There is no way I could do justice to all I heard in those two days, but there were a few major take homes for me. None of it is earth-shatteirng; and honestly a lot of the lessons were things I knew, things I had probably told others even, but they impressed something new on me.
First was the truth that God has given this life to me at this time, the husband, the children, the friends, the church, the work, and all else. He's promised that the light He's placed in me will "light up the house." (Matthew 5:15). And the emphasis there that's so important for me, is that He is the light - the light isn't because of some work I've done or some righteousness I've achieved. (John 8:12). It's His light, for his ultimate glory. (Matthew 5:18). For the glory of His Name. (Numbers 6:27).
All of that segues into letting His light shine in and through me as the person He has made me to be. Not the person I want to be, not the person I think I should be, but the person I am. And as I walk in that truth, recognizing that my highest calling is not as a wife or mother, but as a child of God to bring glory to Him. The good things He's given me can easily become counterfeit gods when I lose that focus. As I live that out with my girls, the shape life takes as we do it together will teach them what no Sunday School class ever will.
There is a situation in my life right now that is teaching me a very different lesson from the one I expected. I am starting to see (being forced to see?) that the earthly places I put my trust and my hope will never fulfill in the deep places. The things I expect to make me happy or to make things in my life right, are truly peripheral. Though they may be good things, things to be thankful for, things to love and cherish, they will only fulfill my needs to a point. Placing my focus and maintaining that focus on the One who is central.
Those places that I've walked away from, the places that have held disappointment and yielded results other than the ones I dreamed of, are often the precise places God will use most to speak Truth and Life. In my life and the lives of others. That can sometimes be very humbling and even embarrassing, but the gain more than makes up for losing face in the eyes of those close enough to see.
Especially lately I find that I am re-learing lessons I thought I learned a long time ago, lessons I have since taught to youth kids in different churches, lessons I've talked with friends about.
(Almost none of the words or ideas in this post are my own, and though I can't attribute each line, the bulk of it comes from Angela Thomas, Angie Smith, Vicki Courtney, & Priscilla Shirer)
Beyond those amazing lessons I'm still trying to sift through, I had fun!

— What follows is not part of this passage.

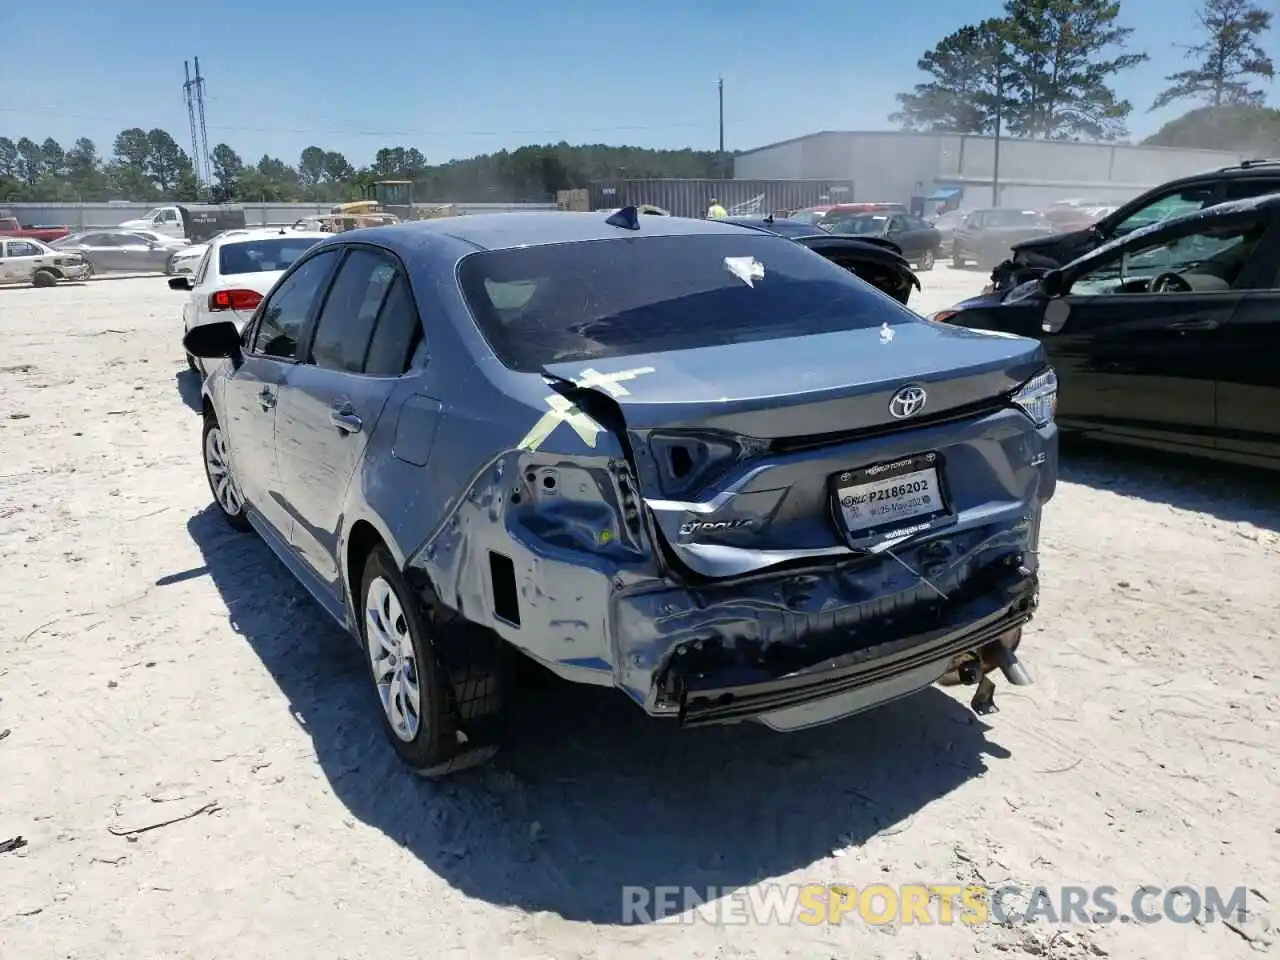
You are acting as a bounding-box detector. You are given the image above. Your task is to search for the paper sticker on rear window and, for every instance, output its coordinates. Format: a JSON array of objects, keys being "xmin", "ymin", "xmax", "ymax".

It was great to be Allison and her friends. As always, I end up leaving saying that I have to figure out a way to spend more face to face time with Allison, she's a phenomenal friend, encourager, and speaker of truth. I need as much of that in my life as I can get!
Oh, and on a completely unspiritual level: the Duggars showed up unexpectedly! They were all in Birmingham for some other reason and were staying at the hotel where the conference was being held. They were minus Michele and the baby, who were in Israel.
I had a chance to run into a group of the kids and the dad in the lobby of our hotel early on Sunday morning. I don't watch the show, but the genuineness and truly kind nature of all of the kids and their father really struck me. Jim Bob was so gracious as lots of people came up to say hello and only excused himself to go talk to Michele on the phone when she called him. I was also struck by the "normalness" of the kids that I interacted with; had I not known who they were, I would have just thought they were four brothers hanging out at a hotel together. Joking, laughing, picking on, and helping one another.